PARENTS of poorly children, doctors at the cutting edge of healthcare, MPs of various political persuasions – they have all agreed, at one time or another, on the huge difference that a new children’s hospital would make to the lives of families in Leeds.
So why, today, is the city still merely talking about plans for such a facility, rather than reaping its benefits?
The answer lies in a sorry tale of stops, starts and – perhaps predictably – funding problems that stretches back more than two decades.
It was 1994 when, during a review of Leeds’s acute health arrangements, Prof Sir David Hull concluded that the city’s medical and surgical paediatric services should be brought under one roof.
His recommendation was rejected on feasibility grounds – and although health chiefs later applied to join the Government’s Private Finance Initiative programme in the hope of securing funds to centralise children’s services at St James’s Hospital, their bid was unsuccessful.
Another proposed centralisation of paediatric care, this time at Leeds General Infirmary, was dropped in 2001, with priority instead being given to the development of a £160m cancer wing at Jimmy’s.
So far, so frustrating. But, by 2003, the tide appeared to be turning, with plans on the table for a children’s and maternity centre at Jimmy’s.
The Yorkshire Evening Post took up the cause, launching its Give The Kids A Hospital campaign and urging Ministers to approve the scheme.
We highlighted how services were spread over 17 different sites in Leeds, with seriously-ill children regularly having to be ferried across the city to see specialists or attend clinics.
Supporters of the campaign included Jonathan Abbott, whose seven-year-old son, Joshua, died from cancer in 2002 and spent five of his last 10 months at St James’s.
In a moving letter to Health Secretary John Reid, Mr Abbott said: “I firmly believe that had Joshua survived his illness, he would have been severely traumatised in later life due to the environment in which he was treated. I have nothing but praise for the staff that were involved in Josh’s care.
“These professionals also deserve to have the best possible conditions in which to provide care for our sick children.”
Mr Abbott’s words seemed to have been heeded when, in the summer of 2004, Mr Reid gave the green light to the new 350-bed hospital at Jimmy’s.
Leeds Teaching Hospitals NHS Trust chief executive Neil McKay hailed the decision as a chance to better meet the “glaring” needs of local children, with construction work due to start in 2008.
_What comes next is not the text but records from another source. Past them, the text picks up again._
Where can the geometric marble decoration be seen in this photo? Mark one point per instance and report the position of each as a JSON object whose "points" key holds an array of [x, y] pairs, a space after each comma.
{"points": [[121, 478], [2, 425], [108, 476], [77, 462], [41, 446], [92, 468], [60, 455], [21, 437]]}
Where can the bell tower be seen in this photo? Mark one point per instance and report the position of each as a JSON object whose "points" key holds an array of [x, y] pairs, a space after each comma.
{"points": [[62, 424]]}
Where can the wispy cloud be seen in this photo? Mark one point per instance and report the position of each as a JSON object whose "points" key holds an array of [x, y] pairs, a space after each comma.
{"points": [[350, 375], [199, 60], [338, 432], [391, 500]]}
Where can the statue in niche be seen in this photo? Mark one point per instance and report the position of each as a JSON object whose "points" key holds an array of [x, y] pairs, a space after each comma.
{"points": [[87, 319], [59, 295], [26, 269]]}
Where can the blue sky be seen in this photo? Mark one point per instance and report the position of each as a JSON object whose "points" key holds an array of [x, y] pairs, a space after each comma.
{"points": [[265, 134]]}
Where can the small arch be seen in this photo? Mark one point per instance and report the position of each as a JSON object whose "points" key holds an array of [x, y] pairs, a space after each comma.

But then, in 2007, the scheme was shelved amid concerns that its original £230m price tag had spiralled to an estimated £650m.
The bombshell news came against a backdrop of wider money worries for Leeds’s hospitals, which were on course to end the financial year millions of pounds in the red.
A cheaper fall-back option was revealed, namely the relocation of all the city’s in-patient services for children to existing buildings at the LGI at a cost of £25m.
A three-year centralisation project was launched, with health bosses announcing in 2010 that the new set-up would be called Leeds Children’s Hospital.
Today it offers one of the most comprehensive ranges of paediatric services in the country, including cancer treatment and congenital heart surgery.
The as-yet-unfulfilled dream for the city, though, remains a purpose-built children’s hospital. New proposals for one have been in the pipeline for around a year now, with the Trust this week releasing images of the “world class” facility it wants to bring to a site near Millennium Square.
Those hoping the plans come to fruition include Paul Truswell, the former Labour MP for Pudsey and a key backer of the YEP’s campaign in the 2000s.
Reflecting on the changes to health provision in Leeds during that period, Mr Truswell, now a councillor representing the city’s Middleton Park ward, said today: “While we obtained excellent 21st century facilities like the Bexley Wing cancer centre [at St James’s] and the rebuilding of Wharfedale Hospital, not getting a new children’s hospital was a massive disappointment for our campaign of parents, staff and the community.
“The 2004 plan unfortunately didn’t stack up financially, but this new one apparently draws on existing assets to help fund the building.
“The brilliant people working with children devised alternatives that tackled many of the issues [after the 2004 scheme was shelved], but the case for a new hospital still remains overwhelming.”